PURPOSE: To evaluate the therapeutic efficacy and complications of fluoroscopically guided double balloon dilation for treatment of colorectal anastomotic strictures. MATERIALS AND METHODS: Under fluoroscopic guidance, 17 patients with colorectal anastomotic strictures underwent transanal double balloon dilation. Thirteen of 17 strictures were the consequence of surgery for malignant disease and the other four were secondary to surgery for benign disease. Sixteen of 17 patients had difficult or frequent defecation caused by partial obstruction. In the remaining one asymptomatic patient, the stricture was detected by endoscopy and barium enema after total proctocolectomy and a temporary ileostomy for ulcerative colitis.

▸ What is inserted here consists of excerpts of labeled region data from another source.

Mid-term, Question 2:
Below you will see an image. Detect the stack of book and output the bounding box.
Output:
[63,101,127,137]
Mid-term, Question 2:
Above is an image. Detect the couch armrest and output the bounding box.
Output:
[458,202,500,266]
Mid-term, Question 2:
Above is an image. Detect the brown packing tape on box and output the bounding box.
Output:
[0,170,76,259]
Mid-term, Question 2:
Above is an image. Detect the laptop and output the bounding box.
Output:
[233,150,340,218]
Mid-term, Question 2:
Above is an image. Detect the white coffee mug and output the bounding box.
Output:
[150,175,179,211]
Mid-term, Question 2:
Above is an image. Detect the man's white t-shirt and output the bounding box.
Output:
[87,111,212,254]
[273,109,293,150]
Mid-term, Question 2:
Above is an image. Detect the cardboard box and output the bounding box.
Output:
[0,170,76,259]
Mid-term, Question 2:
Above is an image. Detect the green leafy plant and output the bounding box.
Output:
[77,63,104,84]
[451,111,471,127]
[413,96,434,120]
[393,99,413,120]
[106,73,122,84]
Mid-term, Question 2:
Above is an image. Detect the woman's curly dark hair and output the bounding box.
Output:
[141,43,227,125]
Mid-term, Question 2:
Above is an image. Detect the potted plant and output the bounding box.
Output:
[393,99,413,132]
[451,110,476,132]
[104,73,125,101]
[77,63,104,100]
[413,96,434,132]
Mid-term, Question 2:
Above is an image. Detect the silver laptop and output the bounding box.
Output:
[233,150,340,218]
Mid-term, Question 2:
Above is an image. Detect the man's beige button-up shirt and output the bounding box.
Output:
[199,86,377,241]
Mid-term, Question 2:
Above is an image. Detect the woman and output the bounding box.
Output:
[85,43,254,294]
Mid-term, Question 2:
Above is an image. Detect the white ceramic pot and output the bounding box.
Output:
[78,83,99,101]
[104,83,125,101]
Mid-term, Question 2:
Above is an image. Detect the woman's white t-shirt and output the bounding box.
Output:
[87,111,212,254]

The therapeutic efficacy and complications were evaluated during the follow-up. RESULTS: Seventeen patients underwent double balloon dilation in a single session. The diameter of the first balloon was 20 mm and the second balloon's diameter was 10, 15, or 20 mm. Technical success was achieved in all 17 patients. After balloon dilation, complete (n = 12, 71%) or incomplete (n = 5, 29%) improvement of symptoms was achieved in all patients. Major complications such as perforation or severe hemorrhage did not occur. During the mean follow-up period of 23 months (range, 1-62 months), one patient (6%) developed a recurrent stricture and required a second session of double balloon dilation 6 months after initial balloon dilation. CONCLUSION: Fluoroscopically guided double balloon dilation is an effective and safe method for the treatment of colorectal anastomotic strictures.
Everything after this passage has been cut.